A systematic review and meta-analysis by Jain et al[2] further confirmed the association between psoriasis and AF by analyzing seven cohort studies involving 10974668 participants. The study found that psoriasis patients had a significantly increased AF risk (HR = 1.28, 95%CI: 1.20-1.36, P < 0.00001), with a slightly higher risk in severe psoriasis (HR = 1.32) compared to mild psoriasis (HR = 1.21), although this difference was not statistically significant (P = 0.17).

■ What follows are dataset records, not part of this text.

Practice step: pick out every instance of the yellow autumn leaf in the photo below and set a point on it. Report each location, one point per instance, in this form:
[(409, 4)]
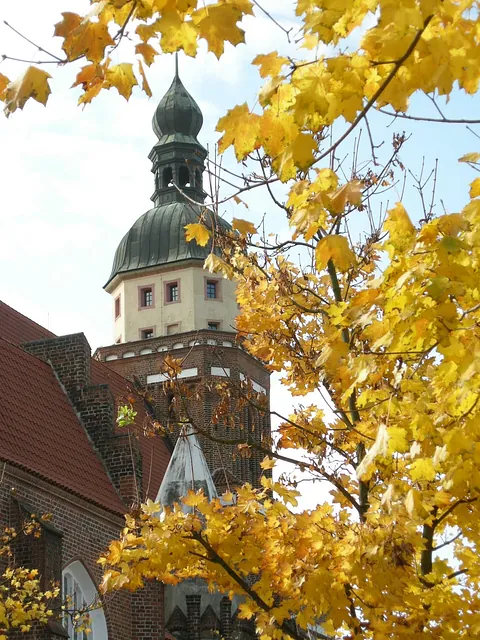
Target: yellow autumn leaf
[(68, 24), (302, 150), (176, 33), (243, 226), (240, 201), (399, 226), (88, 75), (470, 157), (90, 93), (217, 24), (337, 249), (121, 77), (270, 64), (422, 469), (267, 463), (89, 39), (147, 51), (197, 232), (241, 128), (350, 192), (145, 85), (33, 83), (4, 81), (475, 188)]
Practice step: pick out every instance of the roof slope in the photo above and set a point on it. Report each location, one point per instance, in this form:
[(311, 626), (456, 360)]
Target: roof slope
[(40, 432), (17, 328)]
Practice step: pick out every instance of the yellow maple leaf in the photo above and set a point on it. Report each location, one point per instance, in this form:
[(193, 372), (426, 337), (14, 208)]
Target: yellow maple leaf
[(69, 22), (350, 192), (121, 77), (399, 226), (4, 81), (475, 188), (147, 51), (267, 463), (198, 232), (337, 249), (33, 83), (145, 85), (89, 39), (217, 24), (176, 33), (270, 64), (243, 226), (302, 150), (88, 75), (422, 469), (90, 93), (241, 128), (470, 157)]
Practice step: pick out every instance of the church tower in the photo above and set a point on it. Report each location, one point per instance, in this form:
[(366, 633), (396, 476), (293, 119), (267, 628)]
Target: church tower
[(165, 302)]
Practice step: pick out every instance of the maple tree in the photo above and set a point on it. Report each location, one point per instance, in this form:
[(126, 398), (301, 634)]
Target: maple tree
[(387, 328)]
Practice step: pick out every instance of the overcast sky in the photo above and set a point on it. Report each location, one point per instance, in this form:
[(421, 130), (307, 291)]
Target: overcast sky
[(73, 181)]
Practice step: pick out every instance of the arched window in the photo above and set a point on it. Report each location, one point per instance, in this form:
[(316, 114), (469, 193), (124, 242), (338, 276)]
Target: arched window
[(167, 177), (79, 592), (184, 176)]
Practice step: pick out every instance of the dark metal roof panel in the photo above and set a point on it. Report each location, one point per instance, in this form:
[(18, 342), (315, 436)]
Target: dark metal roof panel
[(158, 237)]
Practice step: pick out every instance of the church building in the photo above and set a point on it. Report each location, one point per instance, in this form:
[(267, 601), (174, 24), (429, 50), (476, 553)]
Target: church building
[(61, 451)]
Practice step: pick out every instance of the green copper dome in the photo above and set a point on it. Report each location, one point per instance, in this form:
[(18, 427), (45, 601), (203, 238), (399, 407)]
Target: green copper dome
[(158, 238)]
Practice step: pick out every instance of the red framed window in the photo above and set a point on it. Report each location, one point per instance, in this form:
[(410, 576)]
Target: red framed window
[(172, 291), (146, 297), (117, 307)]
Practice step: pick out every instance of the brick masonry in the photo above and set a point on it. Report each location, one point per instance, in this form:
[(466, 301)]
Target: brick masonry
[(83, 532), (78, 529), (199, 352)]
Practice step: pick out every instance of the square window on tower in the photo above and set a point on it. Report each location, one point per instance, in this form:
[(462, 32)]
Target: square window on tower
[(211, 289), (172, 291), (146, 297)]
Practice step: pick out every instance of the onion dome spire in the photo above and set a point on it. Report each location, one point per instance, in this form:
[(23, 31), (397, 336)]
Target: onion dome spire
[(177, 113)]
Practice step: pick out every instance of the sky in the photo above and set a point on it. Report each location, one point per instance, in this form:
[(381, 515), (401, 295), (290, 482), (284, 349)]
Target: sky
[(74, 180)]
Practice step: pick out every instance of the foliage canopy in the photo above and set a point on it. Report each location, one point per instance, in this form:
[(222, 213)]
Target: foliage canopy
[(387, 327)]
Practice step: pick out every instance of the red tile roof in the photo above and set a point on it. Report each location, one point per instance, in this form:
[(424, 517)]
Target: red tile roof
[(36, 415), (40, 432), (17, 328)]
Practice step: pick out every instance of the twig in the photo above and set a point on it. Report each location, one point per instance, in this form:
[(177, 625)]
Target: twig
[(5, 57), (52, 55), (425, 119), (380, 90), (286, 31)]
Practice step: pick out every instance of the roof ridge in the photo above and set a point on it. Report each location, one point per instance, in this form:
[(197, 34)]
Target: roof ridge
[(24, 351), (15, 311)]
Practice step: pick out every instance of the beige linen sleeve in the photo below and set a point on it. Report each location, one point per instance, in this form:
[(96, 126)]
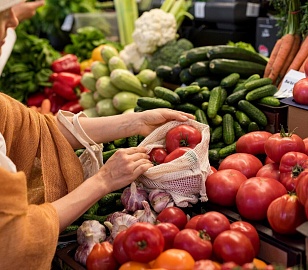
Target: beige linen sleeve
[(28, 233)]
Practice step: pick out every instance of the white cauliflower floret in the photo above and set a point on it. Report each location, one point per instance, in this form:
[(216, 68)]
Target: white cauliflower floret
[(153, 29)]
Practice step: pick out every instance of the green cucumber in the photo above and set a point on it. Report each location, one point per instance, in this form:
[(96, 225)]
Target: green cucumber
[(153, 103), (235, 97), (167, 94), (270, 101), (260, 92), (227, 150), (201, 116), (228, 129), (214, 102), (187, 107), (216, 134), (230, 80), (199, 69), (237, 53), (225, 66), (251, 85), (254, 113), (242, 118)]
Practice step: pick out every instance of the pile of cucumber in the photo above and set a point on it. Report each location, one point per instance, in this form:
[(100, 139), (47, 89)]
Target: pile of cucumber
[(208, 64), (230, 108)]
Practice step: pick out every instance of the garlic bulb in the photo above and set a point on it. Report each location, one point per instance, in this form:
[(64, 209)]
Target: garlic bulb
[(160, 199), (133, 196), (121, 223), (88, 234), (146, 214)]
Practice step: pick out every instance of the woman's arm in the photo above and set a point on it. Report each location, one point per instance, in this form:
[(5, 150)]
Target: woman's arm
[(109, 128), (132, 161)]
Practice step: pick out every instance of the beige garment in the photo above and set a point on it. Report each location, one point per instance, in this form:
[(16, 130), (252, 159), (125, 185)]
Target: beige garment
[(28, 233), (37, 148)]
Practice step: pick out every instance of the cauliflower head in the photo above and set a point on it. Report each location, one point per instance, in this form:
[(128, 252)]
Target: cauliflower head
[(153, 29)]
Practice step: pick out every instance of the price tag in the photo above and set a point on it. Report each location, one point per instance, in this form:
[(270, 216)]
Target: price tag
[(252, 9), (288, 82), (199, 10)]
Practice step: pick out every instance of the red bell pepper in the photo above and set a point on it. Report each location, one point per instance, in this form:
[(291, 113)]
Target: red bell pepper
[(72, 106), (66, 63)]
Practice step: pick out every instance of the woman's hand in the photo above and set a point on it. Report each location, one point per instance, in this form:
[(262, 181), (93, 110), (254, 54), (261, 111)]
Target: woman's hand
[(152, 119), (124, 166)]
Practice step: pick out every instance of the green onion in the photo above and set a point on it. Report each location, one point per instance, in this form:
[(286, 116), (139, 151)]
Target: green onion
[(127, 14)]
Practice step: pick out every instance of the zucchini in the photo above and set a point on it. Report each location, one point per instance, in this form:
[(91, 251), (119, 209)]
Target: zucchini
[(207, 82), (214, 155), (164, 72), (199, 69), (235, 97), (227, 150), (254, 113), (224, 66), (230, 80), (201, 116), (237, 53), (238, 130), (228, 129), (260, 92), (270, 101), (214, 102), (184, 91), (241, 85), (153, 103), (216, 134), (242, 118), (187, 107), (167, 94), (197, 54)]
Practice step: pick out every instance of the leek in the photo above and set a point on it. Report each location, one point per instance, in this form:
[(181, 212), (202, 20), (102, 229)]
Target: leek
[(127, 14)]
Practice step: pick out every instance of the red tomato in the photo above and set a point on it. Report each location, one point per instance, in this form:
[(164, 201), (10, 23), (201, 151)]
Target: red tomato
[(176, 153), (305, 140), (252, 142), (196, 243), (300, 91), (302, 187), (101, 257), (291, 165), (285, 214), (173, 215), (245, 163), (157, 155), (250, 231), (222, 186), (255, 195), (143, 242), (213, 223), (182, 135), (206, 265), (118, 249), (280, 143), (169, 231), (233, 246), (270, 170), (191, 224)]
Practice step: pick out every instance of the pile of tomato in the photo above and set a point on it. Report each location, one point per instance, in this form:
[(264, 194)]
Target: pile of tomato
[(174, 242)]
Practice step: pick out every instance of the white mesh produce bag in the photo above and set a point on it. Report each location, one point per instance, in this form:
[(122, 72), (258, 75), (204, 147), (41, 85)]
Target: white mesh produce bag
[(184, 178)]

The variation in findings across these studies may, in part, reflect important methodological differences. Differences in AF definitions [e.g., electrocardiogram (ECG) -confirmed vs coded diagnoses], the inclusion of predominantly mild psoriasis cases in some cohorts, limited power for subgroup analyses, and variable adjustment for confounding factors such as biologic use, depression, and cardiovascular comorbidities likely contribute to the heterogeneity. For instance, the null association reported by Armstrong et al[10] may be attributed to their reliance on a largely mild psoriasis cohort and the potential underdetection of paroxysmal AF, while studies like the LIFE[13] and Rhee et al[14] cohorts focused on higher-risk populations, such as those with hypertension or more severe skin disease. Similarly, the findings of Parisi et al[12], in which the association between psoriasis and AF lost significance after adjustment for comorbid conditions, underscore the influence of confounding in attenuating observed risk estimates. These methodological nuances are critical to consider when interpreting the strength and generalizability of the association between psoriasis and AF.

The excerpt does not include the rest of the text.